Jesus was sacrificed to purchase the forgiveness of your sins. Had He not died you and I would still be in our sins. You and I would still be looking for a way to have our sins forgiven and a way to someday be welcomed into heaven—but this could never have been achieved apart from Jesus’ great sacrifice—which is a powerful reminder that will come to us all throughout this sacred season of Lent!

This is that sacrifice that will be marked by the complete and utter darkness that will come about in the final hours of Jesus’ crucifixion (Matthew 27:45), and this is the darkness that covered the whole world in judgment. The darkness that came because God the Father turned His back on His Son.

Jesus, the sinless Son of God, had become the sin of the world (2 Corinthians 5:21). God and sin cannot co-exist. As Jesus hung on the cross as the embodiment of the whole world’s sin, God removed Himself from creation. Without this removal, Jesus would not be sacrificed. Forgiveness would not be yours. Jesus’ death was necessary for our salvation.

He is the “Lamb of God who takes away the sin of the world” (John 1:29). The ram caught in the thicket had to be killed for Abraham’s sacrifice for Isaac to be complete. That sacrifice redeemed Isaac from the price that God had demanded to be paid.

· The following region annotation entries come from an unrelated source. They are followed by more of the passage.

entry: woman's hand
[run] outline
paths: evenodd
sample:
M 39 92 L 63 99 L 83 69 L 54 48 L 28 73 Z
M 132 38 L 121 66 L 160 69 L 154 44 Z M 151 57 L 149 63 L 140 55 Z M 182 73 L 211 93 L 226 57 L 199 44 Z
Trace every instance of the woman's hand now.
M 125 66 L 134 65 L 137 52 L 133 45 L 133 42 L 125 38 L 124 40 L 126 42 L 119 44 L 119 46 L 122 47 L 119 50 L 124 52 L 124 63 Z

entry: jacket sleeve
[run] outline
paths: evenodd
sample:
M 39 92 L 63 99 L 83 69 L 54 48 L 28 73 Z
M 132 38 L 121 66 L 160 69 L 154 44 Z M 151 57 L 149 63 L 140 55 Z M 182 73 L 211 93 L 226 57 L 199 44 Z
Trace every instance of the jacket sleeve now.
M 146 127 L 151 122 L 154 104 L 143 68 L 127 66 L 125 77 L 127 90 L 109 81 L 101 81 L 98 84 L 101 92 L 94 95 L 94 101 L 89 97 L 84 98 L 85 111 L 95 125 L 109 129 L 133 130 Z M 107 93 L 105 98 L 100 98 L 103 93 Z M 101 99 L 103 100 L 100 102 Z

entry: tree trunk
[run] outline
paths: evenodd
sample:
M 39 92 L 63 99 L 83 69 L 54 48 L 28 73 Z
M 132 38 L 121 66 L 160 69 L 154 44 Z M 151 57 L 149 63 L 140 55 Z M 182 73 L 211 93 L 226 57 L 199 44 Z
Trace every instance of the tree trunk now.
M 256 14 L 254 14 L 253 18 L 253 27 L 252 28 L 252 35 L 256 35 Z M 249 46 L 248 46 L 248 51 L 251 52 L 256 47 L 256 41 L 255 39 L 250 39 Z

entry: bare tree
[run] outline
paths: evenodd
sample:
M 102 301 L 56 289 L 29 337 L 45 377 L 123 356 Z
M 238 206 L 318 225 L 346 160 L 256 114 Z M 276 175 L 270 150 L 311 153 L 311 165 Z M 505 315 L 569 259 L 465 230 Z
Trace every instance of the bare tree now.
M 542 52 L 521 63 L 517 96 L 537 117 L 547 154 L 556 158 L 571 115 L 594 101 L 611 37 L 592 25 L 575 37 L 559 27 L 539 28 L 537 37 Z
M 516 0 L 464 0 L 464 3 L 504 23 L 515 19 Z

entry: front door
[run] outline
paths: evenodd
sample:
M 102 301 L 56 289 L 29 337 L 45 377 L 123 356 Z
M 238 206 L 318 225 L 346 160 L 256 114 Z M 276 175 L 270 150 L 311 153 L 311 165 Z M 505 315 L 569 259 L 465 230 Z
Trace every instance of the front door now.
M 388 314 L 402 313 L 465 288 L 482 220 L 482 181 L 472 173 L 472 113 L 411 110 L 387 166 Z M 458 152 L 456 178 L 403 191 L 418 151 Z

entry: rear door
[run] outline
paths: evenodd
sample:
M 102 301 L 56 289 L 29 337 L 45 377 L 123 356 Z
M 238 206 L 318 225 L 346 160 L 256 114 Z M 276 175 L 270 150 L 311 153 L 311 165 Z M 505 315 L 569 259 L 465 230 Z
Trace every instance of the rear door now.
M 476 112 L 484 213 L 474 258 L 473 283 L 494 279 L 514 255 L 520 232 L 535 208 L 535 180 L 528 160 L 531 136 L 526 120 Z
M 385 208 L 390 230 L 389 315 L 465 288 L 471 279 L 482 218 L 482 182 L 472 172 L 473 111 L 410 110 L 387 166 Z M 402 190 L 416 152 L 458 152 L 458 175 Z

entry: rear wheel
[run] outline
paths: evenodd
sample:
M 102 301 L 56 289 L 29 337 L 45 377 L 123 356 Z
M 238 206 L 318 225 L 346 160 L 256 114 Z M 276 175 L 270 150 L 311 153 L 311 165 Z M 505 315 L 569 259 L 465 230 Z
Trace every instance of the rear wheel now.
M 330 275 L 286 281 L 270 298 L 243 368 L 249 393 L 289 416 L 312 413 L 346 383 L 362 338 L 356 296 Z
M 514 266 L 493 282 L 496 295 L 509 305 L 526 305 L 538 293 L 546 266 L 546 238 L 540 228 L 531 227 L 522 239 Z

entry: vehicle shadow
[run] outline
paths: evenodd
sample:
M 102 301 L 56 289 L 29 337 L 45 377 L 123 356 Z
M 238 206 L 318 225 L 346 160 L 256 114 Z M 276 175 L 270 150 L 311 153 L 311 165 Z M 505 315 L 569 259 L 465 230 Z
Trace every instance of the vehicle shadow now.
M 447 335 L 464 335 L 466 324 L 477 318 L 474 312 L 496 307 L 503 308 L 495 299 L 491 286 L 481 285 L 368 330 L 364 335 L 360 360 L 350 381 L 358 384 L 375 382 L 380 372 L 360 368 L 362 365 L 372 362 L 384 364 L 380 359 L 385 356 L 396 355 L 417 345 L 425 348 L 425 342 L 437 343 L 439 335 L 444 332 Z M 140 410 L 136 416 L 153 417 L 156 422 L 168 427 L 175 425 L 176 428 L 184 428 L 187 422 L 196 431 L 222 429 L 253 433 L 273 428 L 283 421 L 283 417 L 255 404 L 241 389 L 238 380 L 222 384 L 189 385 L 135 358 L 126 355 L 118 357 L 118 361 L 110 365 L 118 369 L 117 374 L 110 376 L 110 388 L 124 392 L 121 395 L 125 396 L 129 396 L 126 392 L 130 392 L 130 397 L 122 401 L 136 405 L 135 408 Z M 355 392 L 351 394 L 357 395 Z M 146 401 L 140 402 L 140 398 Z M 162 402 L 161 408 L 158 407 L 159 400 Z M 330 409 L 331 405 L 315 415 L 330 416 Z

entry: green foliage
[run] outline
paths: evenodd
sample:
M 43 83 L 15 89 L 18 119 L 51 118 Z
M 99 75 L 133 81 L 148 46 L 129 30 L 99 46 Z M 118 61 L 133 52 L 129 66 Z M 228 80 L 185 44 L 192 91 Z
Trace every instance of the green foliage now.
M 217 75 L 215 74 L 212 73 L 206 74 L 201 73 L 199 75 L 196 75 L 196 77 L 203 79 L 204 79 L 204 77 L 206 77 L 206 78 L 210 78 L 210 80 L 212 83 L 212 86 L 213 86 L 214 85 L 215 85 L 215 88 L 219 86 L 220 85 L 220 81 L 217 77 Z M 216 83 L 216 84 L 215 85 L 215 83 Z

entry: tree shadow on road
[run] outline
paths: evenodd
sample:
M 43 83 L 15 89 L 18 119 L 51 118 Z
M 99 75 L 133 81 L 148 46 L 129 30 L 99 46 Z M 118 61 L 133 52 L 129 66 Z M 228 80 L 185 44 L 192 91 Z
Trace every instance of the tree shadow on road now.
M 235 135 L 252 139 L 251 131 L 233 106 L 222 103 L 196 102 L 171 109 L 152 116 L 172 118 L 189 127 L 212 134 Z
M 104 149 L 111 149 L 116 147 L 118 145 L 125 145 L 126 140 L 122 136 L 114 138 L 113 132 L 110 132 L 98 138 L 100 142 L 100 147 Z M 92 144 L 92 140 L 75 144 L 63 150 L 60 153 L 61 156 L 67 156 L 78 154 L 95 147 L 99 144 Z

Without Jesus’ death, your sin would not have been redeemed. Without Jesus’ death, your world would still be filled with despair over your sins (LSB 434). Without Jesus’ resurrection, your salvation would be uncertain (1 Corinthians 15:12-19).

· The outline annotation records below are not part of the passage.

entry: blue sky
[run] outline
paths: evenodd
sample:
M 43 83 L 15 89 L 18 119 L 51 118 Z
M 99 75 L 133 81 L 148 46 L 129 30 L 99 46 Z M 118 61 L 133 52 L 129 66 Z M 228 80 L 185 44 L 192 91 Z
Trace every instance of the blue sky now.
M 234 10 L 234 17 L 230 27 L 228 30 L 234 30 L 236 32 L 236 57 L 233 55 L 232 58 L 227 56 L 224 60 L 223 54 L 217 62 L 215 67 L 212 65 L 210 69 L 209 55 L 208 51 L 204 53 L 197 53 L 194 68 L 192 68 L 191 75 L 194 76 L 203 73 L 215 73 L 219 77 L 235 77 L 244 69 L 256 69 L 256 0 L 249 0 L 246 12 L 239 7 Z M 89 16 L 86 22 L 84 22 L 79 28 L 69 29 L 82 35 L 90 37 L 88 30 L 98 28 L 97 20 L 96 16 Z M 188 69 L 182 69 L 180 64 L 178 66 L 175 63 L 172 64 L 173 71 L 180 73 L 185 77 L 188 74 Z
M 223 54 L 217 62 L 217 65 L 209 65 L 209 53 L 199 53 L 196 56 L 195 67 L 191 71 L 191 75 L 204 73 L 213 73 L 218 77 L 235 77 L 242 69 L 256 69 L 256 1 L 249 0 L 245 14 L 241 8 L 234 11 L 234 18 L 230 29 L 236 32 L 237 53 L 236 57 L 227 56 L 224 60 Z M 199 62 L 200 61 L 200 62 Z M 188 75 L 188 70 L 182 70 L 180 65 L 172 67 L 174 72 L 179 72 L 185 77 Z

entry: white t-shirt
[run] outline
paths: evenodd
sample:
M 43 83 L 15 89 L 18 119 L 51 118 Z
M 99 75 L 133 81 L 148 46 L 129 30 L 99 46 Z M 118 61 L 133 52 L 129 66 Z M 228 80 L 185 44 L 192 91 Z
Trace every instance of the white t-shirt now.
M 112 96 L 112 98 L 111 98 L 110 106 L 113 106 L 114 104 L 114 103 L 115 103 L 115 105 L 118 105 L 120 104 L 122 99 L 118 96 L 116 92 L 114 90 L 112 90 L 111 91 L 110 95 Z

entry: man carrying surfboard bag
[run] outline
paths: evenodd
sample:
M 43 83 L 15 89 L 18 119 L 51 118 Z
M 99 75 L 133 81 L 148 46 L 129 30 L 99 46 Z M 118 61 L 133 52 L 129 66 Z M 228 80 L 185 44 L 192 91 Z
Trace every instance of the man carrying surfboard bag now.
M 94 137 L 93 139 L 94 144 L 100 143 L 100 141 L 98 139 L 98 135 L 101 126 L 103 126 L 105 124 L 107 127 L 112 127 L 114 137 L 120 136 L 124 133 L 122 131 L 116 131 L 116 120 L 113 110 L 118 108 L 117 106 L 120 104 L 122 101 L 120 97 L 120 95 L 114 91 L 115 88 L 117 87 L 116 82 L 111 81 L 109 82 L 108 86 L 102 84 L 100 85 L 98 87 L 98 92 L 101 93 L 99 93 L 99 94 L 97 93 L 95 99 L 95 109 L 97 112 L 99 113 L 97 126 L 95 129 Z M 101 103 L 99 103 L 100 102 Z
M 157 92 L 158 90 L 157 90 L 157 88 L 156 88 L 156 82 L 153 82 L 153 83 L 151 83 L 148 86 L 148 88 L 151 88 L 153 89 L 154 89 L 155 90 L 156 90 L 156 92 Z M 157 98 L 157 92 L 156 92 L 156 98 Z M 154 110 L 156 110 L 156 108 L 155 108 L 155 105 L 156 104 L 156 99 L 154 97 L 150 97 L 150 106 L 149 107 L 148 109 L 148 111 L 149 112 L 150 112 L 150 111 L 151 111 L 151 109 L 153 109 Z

Jesus wants nothing about your salvation to be uncertain. “Every good gift and every perfect gift is from above, coming down from the Father of lights with whom there is no variation or shadow due to change. Of His own will He brought us forth by the word of truth, that we should be a first fruits of His creatures” (James 1:17-18).  God wants us to be as certain as Abraham in our faith. Certain that no trial, tribulation or commandment can shake our faith off its foundation. God promised through Abraham that He would provide the Lamb for the sacrifice. The ram caught in the thicket pointed towards the Lamb that would be sacrificed for the whole world. The Lamb that would come directly from God. The Lamb—the “one perfect final offering” (LSB #547.2)—that could truly take away the sin of the world. The Lamb who makes us truly able to pray, “Remember Your mercy, O LORD, and Your steadfast love, for they have been from old” (Psalm 25:6) and “Worthy is the Lamb whose death makes me His own! The Lamb is reigning on His throne!” (LSB #547). The Lamb who died for you and me.  Amen.